Helen first started coming here more than twenty years ago, when her family moved from the Chicago suburb of Elmhurst to Bloomington. Towing along her three daughters, now all in their twenties, she made a pilgrimage to the library on a weekly basis.

 “We would always come home with a big bag of books,” Helen said.  “It was great for them to get an opportunity to check out all of the books by their favorite authors, from Rosemary Wells to Alexandra Day.”

As her children grew older, they became less interested in clamoring up to read in the library’s old loft or auditing pioneer life with Oregon Trail. And so, for a time, Helen’s relationship with NPL waned, and she returned but rarely for the occasional magazine or audiobook.

But that all changed on November 7, 2011, when Helen became a grandmother. Now five-years-old, little Makayla Byerly chatters constantly and bounces on her toes, as her grandmother leads her upstairs to NPL’s  Children’s Department. Helen seems entirely at ease, grip firm but gentle around Makayla’s hand, as the full-time grandma continues forward placidly, the little girl whirling around her like a tiny tornado that never quite touches the ground.

But Helen was not always so nonchalant about her newfound responsibilities. When her daughter returned to work full-time shortly after Makayla was born, Helen suddenly found herself the full-time caregiver to a toddler--20 years after she last had one of her own. Desperate for productive ways to fill the long days of babysitting, Helen turned once again to the Normal Public Library.

“This place has been very important to her,” Helen said. “I would say this is the one place I consistently brought her every week.”

Aside from classes and events, NPL has allowed Makayla to explore a diverse set of interests, from dinosaurs to sea creatures to Native American culture.

“I like to read everything here, even if it’s something I don’t even know about,” Makayla said, practically vibrating with enthusiasm.

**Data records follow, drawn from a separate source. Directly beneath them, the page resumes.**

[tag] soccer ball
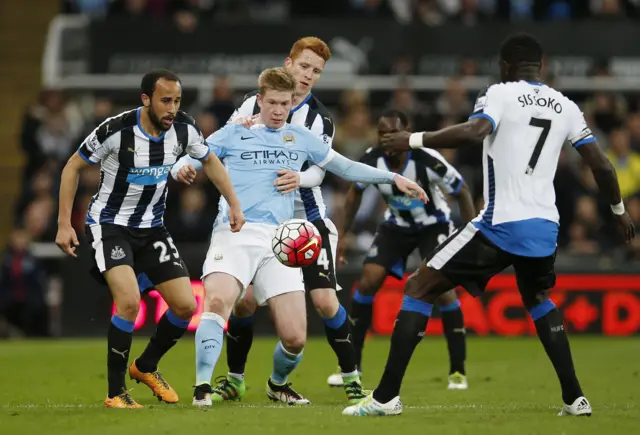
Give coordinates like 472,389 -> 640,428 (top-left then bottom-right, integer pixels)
272,219 -> 322,267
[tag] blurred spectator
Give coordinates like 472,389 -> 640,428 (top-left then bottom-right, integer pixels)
386,85 -> 433,131
415,0 -> 446,25
434,77 -> 472,122
204,76 -> 236,124
626,112 -> 640,152
605,128 -> 640,199
15,169 -> 57,225
584,92 -> 627,136
334,105 -> 377,160
165,187 -> 216,243
0,228 -> 48,338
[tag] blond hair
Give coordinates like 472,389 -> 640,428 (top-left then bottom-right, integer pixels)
258,67 -> 296,95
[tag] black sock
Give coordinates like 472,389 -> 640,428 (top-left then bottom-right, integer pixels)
350,289 -> 374,371
108,315 -> 134,398
324,304 -> 358,374
374,296 -> 432,404
135,310 -> 190,373
226,313 -> 254,375
440,300 -> 466,375
531,300 -> 583,404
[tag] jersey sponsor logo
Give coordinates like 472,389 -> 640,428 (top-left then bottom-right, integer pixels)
388,195 -> 423,211
517,94 -> 563,113
126,164 -> 173,185
240,150 -> 300,165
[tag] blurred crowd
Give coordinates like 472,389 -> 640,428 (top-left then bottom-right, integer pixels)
62,0 -> 640,26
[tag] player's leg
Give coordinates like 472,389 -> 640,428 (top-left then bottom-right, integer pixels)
129,233 -> 194,403
193,225 -> 255,406
209,286 -> 257,403
422,223 -> 467,389
513,254 -> 591,416
253,256 -> 310,405
435,290 -> 467,389
86,224 -> 143,408
347,223 -> 415,378
344,223 -> 510,416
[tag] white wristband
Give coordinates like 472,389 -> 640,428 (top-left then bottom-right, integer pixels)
409,132 -> 424,149
611,201 -> 625,215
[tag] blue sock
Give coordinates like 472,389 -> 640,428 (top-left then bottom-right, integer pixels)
400,295 -> 433,316
271,341 -> 303,385
353,289 -> 374,304
195,312 -> 225,386
529,299 -> 556,321
438,299 -> 461,312
323,305 -> 347,330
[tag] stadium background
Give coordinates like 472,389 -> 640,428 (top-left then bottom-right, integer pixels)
1,0 -> 640,341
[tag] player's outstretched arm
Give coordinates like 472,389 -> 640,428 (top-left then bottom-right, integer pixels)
315,150 -> 428,203
200,153 -> 245,232
381,117 -> 493,152
56,152 -> 91,257
577,141 -> 635,243
170,154 -> 202,185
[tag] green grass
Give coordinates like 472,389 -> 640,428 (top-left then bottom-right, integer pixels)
0,336 -> 637,434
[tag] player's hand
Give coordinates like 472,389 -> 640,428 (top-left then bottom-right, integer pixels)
228,203 -> 246,233
234,114 -> 260,129
55,223 -> 80,258
274,169 -> 300,194
381,131 -> 412,153
393,174 -> 428,203
177,164 -> 197,185
614,211 -> 636,243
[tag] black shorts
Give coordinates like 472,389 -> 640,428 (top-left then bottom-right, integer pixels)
85,223 -> 189,290
365,222 -> 453,279
426,222 -> 556,297
301,218 -> 338,292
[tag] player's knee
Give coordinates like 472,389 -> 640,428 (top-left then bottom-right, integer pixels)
280,334 -> 306,355
115,295 -> 140,321
172,298 -> 197,320
436,289 -> 458,306
404,268 -> 440,304
205,292 -> 233,316
234,298 -> 257,318
522,289 -> 551,310
311,289 -> 338,319
357,277 -> 380,296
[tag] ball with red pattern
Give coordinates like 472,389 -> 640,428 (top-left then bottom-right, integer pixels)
272,219 -> 322,267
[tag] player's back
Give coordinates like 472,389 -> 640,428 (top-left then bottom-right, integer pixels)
470,80 -> 594,256
208,123 -> 328,227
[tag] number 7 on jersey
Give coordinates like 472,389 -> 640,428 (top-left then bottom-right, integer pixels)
526,117 -> 551,175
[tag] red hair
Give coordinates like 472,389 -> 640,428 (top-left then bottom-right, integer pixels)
289,37 -> 331,62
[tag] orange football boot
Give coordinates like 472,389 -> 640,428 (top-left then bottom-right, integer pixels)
104,391 -> 143,408
129,360 -> 179,403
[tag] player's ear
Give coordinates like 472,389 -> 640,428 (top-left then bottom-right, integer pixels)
141,93 -> 151,107
284,57 -> 293,68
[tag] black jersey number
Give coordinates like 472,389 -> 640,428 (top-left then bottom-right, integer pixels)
526,117 -> 551,175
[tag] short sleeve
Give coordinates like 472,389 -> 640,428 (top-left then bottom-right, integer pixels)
468,85 -> 504,133
304,130 -> 331,166
206,124 -> 235,159
417,149 -> 464,194
566,102 -> 596,148
77,125 -> 113,165
186,124 -> 211,161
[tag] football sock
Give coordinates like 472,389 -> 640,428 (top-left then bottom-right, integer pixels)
374,296 -> 431,404
136,310 -> 190,373
270,341 -> 303,385
195,312 -> 225,386
439,300 -> 466,375
226,313 -> 254,376
107,315 -> 134,398
530,299 -> 584,404
323,304 -> 358,374
350,289 -> 374,370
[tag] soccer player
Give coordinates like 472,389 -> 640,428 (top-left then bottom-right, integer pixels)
175,37 -> 369,403
343,33 -> 635,417
55,69 -> 244,408
334,110 -> 475,390
171,67 -> 427,406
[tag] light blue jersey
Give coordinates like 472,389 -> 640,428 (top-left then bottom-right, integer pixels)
172,123 -> 396,227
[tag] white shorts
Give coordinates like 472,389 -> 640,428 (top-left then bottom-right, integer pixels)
202,222 -> 304,306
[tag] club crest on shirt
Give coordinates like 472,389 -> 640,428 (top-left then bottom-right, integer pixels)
283,134 -> 295,146
173,143 -> 183,156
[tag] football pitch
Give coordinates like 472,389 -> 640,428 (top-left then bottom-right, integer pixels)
0,336 -> 637,434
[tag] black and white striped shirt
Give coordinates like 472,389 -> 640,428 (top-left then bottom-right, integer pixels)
79,108 -> 210,229
229,91 -> 334,221
356,148 -> 464,229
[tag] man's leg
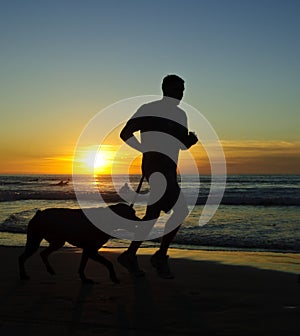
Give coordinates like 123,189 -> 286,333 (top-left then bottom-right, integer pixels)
151,191 -> 189,278
127,205 -> 160,253
118,204 -> 160,276
159,191 -> 189,254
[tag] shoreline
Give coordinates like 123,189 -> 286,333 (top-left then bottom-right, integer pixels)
1,236 -> 300,256
1,237 -> 300,254
1,245 -> 299,275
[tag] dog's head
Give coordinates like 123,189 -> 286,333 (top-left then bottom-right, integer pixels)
109,203 -> 141,221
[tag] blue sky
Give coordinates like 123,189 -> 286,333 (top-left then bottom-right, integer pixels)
0,0 -> 299,173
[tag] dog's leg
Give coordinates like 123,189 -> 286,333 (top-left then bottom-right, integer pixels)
85,249 -> 120,284
78,250 -> 94,284
19,236 -> 42,280
40,241 -> 64,275
19,244 -> 39,280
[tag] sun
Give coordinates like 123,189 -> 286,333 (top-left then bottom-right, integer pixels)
75,147 -> 112,174
84,151 -> 105,170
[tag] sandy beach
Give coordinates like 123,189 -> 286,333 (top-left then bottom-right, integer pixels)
0,246 -> 299,336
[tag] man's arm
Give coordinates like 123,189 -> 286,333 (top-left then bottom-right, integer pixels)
120,118 -> 144,153
181,131 -> 198,149
171,113 -> 198,149
171,108 -> 198,150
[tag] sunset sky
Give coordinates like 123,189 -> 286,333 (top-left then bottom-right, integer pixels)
0,0 -> 299,174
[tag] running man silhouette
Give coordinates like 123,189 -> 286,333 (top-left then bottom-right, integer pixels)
118,74 -> 198,278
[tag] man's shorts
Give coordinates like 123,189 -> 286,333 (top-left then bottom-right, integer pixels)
143,168 -> 182,214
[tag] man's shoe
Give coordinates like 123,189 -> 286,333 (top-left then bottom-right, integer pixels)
117,251 -> 145,277
150,251 -> 174,279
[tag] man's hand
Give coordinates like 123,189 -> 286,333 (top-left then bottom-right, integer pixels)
120,122 -> 144,153
188,131 -> 198,146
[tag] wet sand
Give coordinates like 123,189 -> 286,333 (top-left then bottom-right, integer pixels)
0,246 -> 299,335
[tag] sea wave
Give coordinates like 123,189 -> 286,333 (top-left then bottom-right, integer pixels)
0,209 -> 36,233
1,174 -> 299,252
1,207 -> 299,252
1,190 -> 299,206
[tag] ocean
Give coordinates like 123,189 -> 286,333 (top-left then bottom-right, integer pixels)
0,174 -> 299,252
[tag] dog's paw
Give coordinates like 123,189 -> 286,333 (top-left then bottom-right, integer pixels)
111,276 -> 120,284
81,278 -> 95,285
46,267 -> 56,275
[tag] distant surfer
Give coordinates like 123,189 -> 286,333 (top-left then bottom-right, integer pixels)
51,178 -> 70,186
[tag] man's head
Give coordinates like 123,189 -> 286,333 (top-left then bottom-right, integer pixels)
162,74 -> 185,101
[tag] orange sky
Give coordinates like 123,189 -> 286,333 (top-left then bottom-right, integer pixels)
1,140 -> 299,175
1,2 -> 299,176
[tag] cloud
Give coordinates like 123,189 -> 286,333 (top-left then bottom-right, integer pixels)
221,140 -> 300,174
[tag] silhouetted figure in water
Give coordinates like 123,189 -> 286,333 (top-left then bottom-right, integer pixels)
57,180 -> 68,186
118,74 -> 198,278
52,178 -> 70,186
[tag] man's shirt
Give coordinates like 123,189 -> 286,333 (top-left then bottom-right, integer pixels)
121,98 -> 191,174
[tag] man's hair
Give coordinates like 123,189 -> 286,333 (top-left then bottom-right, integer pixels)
162,74 -> 185,95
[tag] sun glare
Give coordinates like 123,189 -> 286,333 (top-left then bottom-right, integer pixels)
76,147 -> 113,174
85,152 -> 105,169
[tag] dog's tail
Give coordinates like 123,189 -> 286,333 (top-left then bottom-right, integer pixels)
27,210 -> 42,231
26,210 -> 43,247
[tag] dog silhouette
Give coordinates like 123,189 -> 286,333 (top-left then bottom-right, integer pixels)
19,203 -> 140,284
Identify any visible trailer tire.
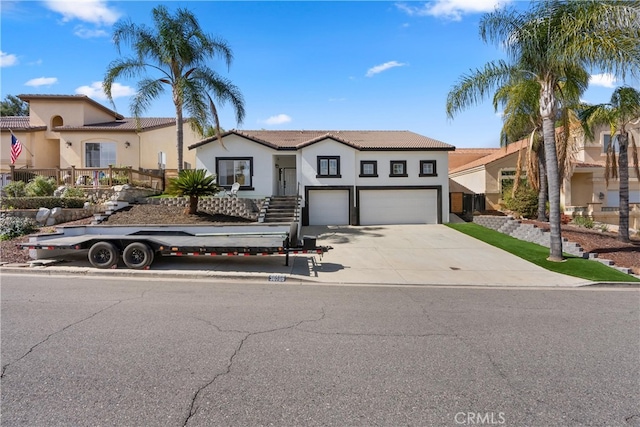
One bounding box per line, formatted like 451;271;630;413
88;242;119;269
122;242;154;269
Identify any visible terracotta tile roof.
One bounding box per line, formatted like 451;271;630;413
190;130;454;151
572;161;605;168
452;148;500;154
449;139;529;174
18;94;124;120
54;117;176;132
0;116;46;131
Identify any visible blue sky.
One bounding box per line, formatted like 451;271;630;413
0;0;631;148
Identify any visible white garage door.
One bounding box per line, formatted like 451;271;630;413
308;190;350;225
359;189;438;225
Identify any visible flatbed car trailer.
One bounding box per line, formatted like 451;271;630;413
18;223;332;270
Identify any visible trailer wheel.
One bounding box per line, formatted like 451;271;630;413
122;242;154;269
88;242;119;269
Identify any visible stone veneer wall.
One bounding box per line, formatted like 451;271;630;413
143;197;266;221
473;215;586;258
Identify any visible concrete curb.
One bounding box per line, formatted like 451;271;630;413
3;265;637;288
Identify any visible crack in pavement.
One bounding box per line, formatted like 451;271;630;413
0;290;151;379
182;306;327;427
396;288;587;425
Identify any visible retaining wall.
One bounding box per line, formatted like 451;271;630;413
143;197;266;221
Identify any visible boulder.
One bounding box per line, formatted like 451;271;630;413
35;207;51;224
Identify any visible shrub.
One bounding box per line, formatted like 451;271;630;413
502;183;539;219
573;216;594;229
61;186;86;199
0;197;86;209
2;180;27;197
25;175;57;197
0;215;38;240
167;169;220;214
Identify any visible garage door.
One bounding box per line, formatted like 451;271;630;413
308;190;350;225
359;189;438;225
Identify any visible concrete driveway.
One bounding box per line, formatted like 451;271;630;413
296;224;589;287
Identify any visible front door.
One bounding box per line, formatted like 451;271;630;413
278;167;297;196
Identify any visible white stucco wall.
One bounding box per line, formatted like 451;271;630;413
299;139;357;188
194;134;278;197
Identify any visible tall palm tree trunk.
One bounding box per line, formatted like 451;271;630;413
618;132;630;242
537;146;548;222
175;104;184;173
540;81;563;261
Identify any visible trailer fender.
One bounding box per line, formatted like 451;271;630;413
122;242;155;269
88;241;119;269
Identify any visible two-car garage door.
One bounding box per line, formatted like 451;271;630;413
307;188;440;226
359;189;438;225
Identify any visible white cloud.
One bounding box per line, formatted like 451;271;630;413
396;0;511;21
589;73;616;88
1;51;18;67
260;114;292;126
366;61;407;77
25;77;58;87
74;26;109;38
75;81;135;100
44;0;121;26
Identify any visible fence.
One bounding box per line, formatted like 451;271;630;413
8;165;165;191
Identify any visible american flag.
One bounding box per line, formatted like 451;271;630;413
10;134;23;164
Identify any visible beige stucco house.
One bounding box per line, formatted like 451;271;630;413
449;123;640;228
1;94;198;179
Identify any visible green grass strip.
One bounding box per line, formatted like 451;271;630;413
446;222;639;283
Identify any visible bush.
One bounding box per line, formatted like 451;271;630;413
0;215;38;240
502;184;539;219
25;175;57;197
0;197;86;209
2;180;27;197
573;216;594;229
61;186;86;199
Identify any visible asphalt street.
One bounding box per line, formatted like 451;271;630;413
1;274;639;426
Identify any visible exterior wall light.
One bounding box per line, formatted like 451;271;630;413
65;141;72;148
125;141;131;148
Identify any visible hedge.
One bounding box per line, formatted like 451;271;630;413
0;197;86;209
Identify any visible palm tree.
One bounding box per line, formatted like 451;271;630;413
167;169;221;215
580;86;640;242
103;5;245;172
494;73;587;221
447;0;640;261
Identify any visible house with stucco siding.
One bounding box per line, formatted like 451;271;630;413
190;130;454;226
1;94;198;177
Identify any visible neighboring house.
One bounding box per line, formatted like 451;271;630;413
449;139;528;209
0;94;198;176
190;130;454;226
449;123;640;228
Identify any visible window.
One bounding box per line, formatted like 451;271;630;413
389;160;407;177
603;134;619;153
85;142;116;167
359;161;378;177
419;160;437;177
317;156;341;177
216;157;252;188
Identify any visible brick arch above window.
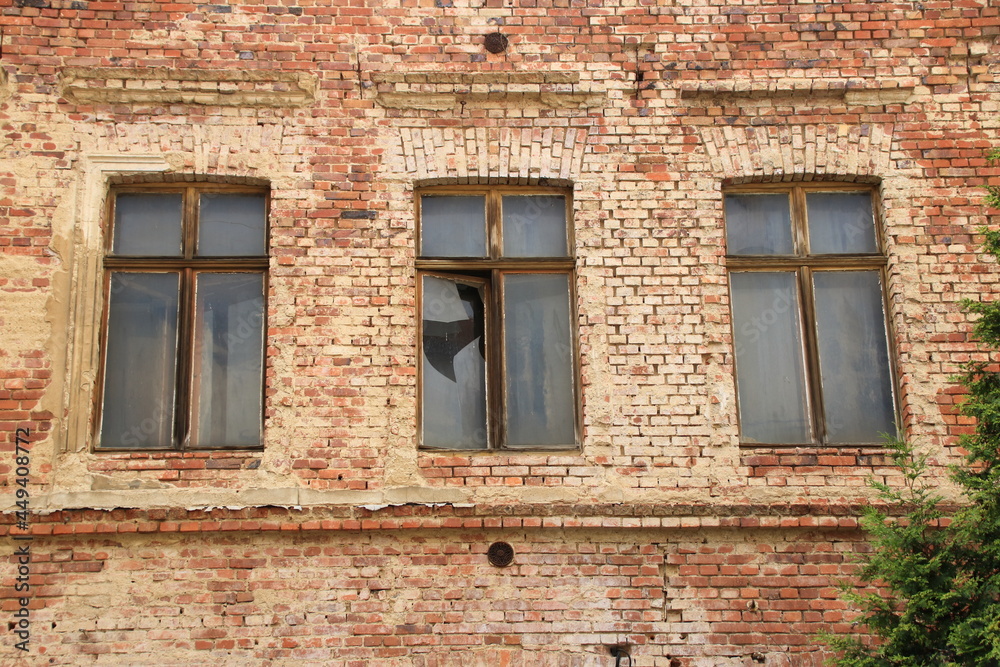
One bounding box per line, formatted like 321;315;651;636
698;124;899;182
395;125;592;184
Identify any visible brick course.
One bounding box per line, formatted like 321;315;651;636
0;518;864;666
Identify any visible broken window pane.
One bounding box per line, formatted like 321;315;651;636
198;194;267;257
100;272;179;448
415;187;579;450
730;271;811;444
113;193;183;256
420;195;487;257
191;273;265;447
503;273;575;447
502;195;568;257
813;271;895;443
724;193;794;255
807;192;878;254
421;275;488;449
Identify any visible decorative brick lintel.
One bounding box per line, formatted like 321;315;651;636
678;78;918;106
59;68;318;107
370;70;600;110
376;91;603;110
370;71;580;86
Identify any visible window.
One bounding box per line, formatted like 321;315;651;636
417;186;578;450
724;184;896;445
96;184;268;449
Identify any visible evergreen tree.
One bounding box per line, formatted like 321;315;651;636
828;183;1000;666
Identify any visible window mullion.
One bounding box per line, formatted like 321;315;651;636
491;268;504;450
178;188;197;448
796;185;825;445
798;266;826;445
792;186;809;256
487;190;502;260
92;269;114;444
184;186;198;259
487;192;503;449
175;266;196;449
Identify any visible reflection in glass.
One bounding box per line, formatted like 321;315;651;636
730;272;811;443
100;272;179;448
113;194;183;256
813;271;894;443
503;274;575;447
199;194;267;256
502;195;567;257
421;275;488;449
191;273;265;447
807;192;878;254
420;196;487;257
724;194;794;255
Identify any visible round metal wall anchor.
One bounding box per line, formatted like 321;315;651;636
484;32;509;54
487;541;515;567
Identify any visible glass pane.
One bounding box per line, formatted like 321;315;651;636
100;272;179;448
421;275;488;449
191;273;265;447
198;193;267;256
420;196;487;257
724;193;794;255
730;272;811;444
807;192;878;254
112;193;183;256
502;195;568;257
503;274;575;447
813;271;895;443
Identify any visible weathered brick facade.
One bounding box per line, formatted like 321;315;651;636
1;0;998;663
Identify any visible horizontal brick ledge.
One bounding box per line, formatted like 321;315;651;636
677;78;918;105
370;71;580;86
0;501;954;537
375;91;604;111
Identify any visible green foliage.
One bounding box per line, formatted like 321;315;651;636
827;194;1000;666
825;438;964;666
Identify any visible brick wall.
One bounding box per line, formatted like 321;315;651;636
1;0;998;662
0;506;863;665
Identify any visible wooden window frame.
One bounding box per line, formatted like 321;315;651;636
94;182;270;451
415;185;581;451
724;182;899;447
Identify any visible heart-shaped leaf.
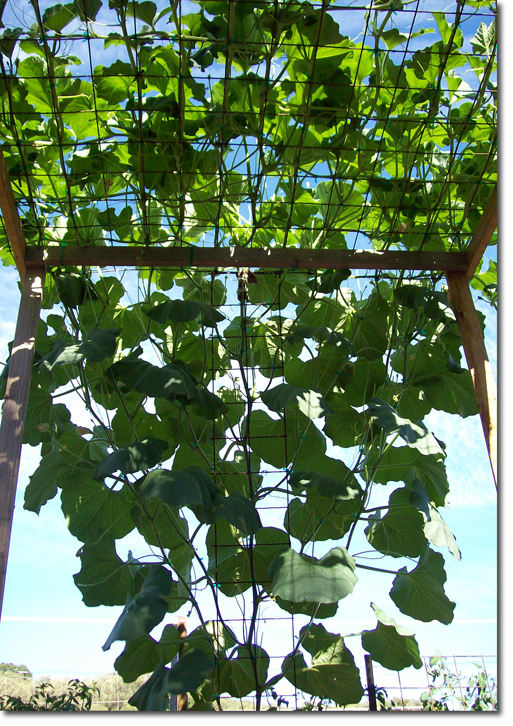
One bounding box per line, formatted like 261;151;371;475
361;603;423;671
138;466;219;510
94;438;169;480
261;383;332;419
102;565;173;651
145;298;224;327
269;547;358;604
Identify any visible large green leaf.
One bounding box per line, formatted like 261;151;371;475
138;466;219;510
245;409;326;470
423;506;461;560
285;494;356;543
423;369;479;417
365;446;449;508
102;566;172;651
114;626;182;683
361;603;423;671
94;438;170;480
38;327;119;369
61;479;135;543
73;537;133;607
366;397;444;456
390;548;456;624
269;547;358;604
206;520;250;597
365;487;429;558
145;298;224;327
217;645;269;697
203;492;262;535
127;664;172;711
165;648;214;695
261;383;332;419
282;624;364;706
108;353;198;401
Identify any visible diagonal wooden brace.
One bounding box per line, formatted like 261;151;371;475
446;272;497;489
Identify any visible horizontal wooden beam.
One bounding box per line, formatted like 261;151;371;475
465;186;497;281
0;146;27;279
24;246;469;272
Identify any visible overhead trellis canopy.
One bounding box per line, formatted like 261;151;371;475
0;0;497;272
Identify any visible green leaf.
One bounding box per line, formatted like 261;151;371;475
108;354;198;401
317;269;351;293
205;492;262;535
366;397;444;455
138;466;219;510
365;446;449;508
73;537;133;607
72;0;101;22
365;487;428;558
285;495;356;543
206;519;250;597
282;624;364;706
390;549;456;624
127;664;171;711
423;369;479;417
94;438;170;480
42;4;77;33
165;648;214;695
261;383;332;419
190;388;229;420
218;645;269;697
114;626;182;683
245;409;326;470
60;479;135;543
361;603;423;671
102;566;173;651
323;394;366;448
39;327;119;369
424;506;461;560
269;547;358;604
145;299;225;327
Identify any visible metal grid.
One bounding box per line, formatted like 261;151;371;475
0;0;497;262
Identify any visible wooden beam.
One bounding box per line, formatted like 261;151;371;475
446;271;497;489
0;268;45;619
465;186;497;281
169;617;188;711
24;246;469;272
0;146;27;279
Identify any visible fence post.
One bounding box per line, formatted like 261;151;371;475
169;617;188;711
365;654;377;711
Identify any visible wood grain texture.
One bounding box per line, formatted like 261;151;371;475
465;187;497;281
24;245;469;272
446;272;497;489
0;146;27;278
0;268;45;619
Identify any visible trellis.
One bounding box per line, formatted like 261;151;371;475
0;0;497;711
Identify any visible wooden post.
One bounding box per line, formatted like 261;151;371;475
365;654;378;711
0;267;45;619
446;272;497;489
0;146;27;280
169;616;188;711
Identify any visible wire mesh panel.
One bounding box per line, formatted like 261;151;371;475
0;0;497;714
0;0;496;261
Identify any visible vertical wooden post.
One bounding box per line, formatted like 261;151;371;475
365;654;378;711
169;616;188;711
0;267;45;619
0;147;27;280
446;272;497;489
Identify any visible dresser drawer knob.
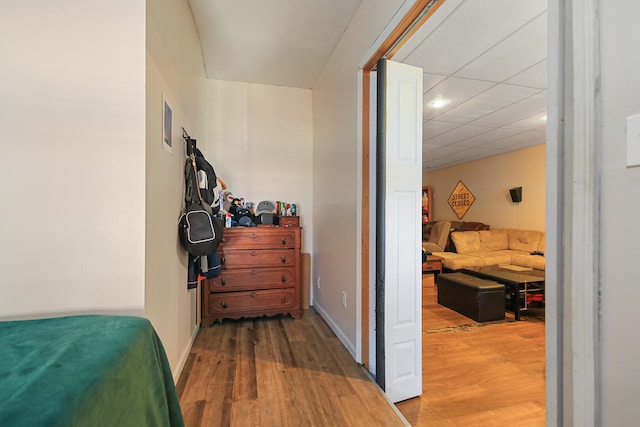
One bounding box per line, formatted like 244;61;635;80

In the past, large portions of their time at the library were devoted to the Discovery Room, a children’s play area stocked with puppets and models and dominated by a large playhouse.

When asked about it, Makayla solemnly declared that she was “too busy finding books” to play there anymore. But not twenty minutes into their visit, Makayla scampers past the forest of iPads that make up the tech playground and makes a beeline for the Discovery Room, drawn by the sound of children’s laughter.

Helen heads to a bench on the far side of the play area, to settle in and watch as Makayla drags several puppets into the playhouse—returning only to offer a fluffy stuffed rabbit to an older girl stationed at the trainset. “May you be the bunny, because I’m going to be the camel?” Makayla asks, high voice serious.

The discovery room is a recent addition to NPL that didn’t exist when Helen’s own children visited, but she appreciates its resources and size. “I think Makayla will always love going to the library, because of all her great experiences here,” she said.

Makayla has trailed back to her grandma, clutching the camel hopefully behind her back. Helen tilts her head knowingly. “You want me to be the camel?”